I’ve had the idea of developing a Microservices based product which finds “VW adverts” based on keywords and phrases. You register, enter your phrases, and off you go.
The tech stack is Spring Boot, with MongoDB. After some investigation, i’m going to use Python Scrapy for the crawling.
Scrapy
virtualenv -p python3 spider
$ scrapy startproject spider
Traceback (most recent call last):
[snip]
TLSVersion.TLSv1_1: SSL.OP_NO_TLSv1_1,
AttributeError: 'module' object has no attribute 'OP_NO_TLSv1_1'
So this is the first config error. As I want fully automated infrastructure, this will need to be solved.

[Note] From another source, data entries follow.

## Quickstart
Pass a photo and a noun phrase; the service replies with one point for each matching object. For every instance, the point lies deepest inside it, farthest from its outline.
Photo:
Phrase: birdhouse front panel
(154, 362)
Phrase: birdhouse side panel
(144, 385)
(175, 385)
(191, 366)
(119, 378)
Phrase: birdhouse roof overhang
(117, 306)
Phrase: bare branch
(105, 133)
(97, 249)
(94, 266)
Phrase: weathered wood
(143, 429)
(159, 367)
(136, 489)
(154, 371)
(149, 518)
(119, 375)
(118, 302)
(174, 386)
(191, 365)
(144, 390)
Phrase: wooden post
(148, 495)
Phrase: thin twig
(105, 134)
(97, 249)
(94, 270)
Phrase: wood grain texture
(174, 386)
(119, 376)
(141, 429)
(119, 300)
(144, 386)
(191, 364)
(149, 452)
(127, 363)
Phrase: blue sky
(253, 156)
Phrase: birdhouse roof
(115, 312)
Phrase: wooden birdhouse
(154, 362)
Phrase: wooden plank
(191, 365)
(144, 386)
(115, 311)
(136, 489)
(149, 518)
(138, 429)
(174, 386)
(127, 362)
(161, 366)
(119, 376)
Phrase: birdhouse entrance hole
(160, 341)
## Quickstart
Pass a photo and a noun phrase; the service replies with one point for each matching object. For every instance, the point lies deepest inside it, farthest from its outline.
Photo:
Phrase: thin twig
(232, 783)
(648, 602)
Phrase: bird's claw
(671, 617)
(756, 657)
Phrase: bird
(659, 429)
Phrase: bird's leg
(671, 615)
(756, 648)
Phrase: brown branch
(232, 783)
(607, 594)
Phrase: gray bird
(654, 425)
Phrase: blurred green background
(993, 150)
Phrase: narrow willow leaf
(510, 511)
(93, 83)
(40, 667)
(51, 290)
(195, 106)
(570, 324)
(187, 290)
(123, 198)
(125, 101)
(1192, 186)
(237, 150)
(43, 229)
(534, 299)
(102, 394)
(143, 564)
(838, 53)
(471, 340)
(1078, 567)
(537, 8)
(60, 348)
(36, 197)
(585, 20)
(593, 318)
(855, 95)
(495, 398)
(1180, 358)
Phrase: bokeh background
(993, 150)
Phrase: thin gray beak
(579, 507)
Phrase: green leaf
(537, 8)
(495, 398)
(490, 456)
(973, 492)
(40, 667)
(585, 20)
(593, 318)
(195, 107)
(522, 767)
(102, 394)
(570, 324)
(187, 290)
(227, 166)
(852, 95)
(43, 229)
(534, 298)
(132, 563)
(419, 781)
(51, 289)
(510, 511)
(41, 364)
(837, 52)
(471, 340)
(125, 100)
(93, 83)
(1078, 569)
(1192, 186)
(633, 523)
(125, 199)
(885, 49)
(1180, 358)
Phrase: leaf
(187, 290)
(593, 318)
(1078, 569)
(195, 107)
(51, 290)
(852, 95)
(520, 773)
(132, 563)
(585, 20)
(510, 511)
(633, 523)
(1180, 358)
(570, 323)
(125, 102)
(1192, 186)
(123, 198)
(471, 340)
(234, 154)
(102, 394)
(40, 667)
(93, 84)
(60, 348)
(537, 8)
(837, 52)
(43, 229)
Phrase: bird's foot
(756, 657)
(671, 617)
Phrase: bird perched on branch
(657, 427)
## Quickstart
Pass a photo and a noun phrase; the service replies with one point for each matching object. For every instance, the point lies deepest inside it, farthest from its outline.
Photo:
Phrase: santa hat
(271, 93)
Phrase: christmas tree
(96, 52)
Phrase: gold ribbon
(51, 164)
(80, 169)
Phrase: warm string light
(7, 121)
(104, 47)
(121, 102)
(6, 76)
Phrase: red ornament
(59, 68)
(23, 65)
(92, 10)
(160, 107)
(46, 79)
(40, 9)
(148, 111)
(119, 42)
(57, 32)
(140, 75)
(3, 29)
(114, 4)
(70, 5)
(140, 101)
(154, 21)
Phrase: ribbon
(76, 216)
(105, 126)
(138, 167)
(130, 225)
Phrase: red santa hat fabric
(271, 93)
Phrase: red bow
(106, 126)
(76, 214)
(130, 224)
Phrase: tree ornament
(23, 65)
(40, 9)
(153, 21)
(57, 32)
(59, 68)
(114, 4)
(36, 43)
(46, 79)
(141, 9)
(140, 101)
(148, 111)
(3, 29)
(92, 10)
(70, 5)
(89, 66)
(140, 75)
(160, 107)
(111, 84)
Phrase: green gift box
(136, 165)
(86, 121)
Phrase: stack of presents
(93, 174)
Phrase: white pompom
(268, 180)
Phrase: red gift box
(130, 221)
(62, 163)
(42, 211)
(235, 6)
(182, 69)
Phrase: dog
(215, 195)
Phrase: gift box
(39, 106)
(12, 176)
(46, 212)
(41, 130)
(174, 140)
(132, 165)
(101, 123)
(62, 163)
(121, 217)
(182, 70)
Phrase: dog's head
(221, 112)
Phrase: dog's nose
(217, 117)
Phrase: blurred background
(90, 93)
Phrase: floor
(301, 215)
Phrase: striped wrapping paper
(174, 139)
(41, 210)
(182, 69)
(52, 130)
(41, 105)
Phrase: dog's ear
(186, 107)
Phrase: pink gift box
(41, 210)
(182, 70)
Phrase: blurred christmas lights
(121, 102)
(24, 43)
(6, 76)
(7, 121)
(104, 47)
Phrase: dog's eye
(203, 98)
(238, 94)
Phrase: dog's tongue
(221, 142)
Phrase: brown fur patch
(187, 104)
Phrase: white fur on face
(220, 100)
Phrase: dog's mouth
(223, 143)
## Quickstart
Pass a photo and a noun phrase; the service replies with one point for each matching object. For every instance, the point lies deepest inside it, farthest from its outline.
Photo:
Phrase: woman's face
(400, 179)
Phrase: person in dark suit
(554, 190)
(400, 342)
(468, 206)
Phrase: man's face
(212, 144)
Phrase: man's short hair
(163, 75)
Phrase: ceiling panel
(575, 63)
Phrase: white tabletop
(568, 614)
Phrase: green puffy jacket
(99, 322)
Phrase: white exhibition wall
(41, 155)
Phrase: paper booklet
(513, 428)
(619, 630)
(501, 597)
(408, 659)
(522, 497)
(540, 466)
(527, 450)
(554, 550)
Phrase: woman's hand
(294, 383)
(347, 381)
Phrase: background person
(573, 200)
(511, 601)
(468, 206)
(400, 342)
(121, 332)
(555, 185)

Enough for today :0/
Monday May 30th, 2017
Fixes are easy when you you know how. To fix the OP_NO_TLSv1_1, I had to re-install OpenSSL, and then downgrade the Python module:
pip install Twisted==16.4.1
Scrapy is now working fine :O)
The next task is to get an xpath so I can start getting some advert data.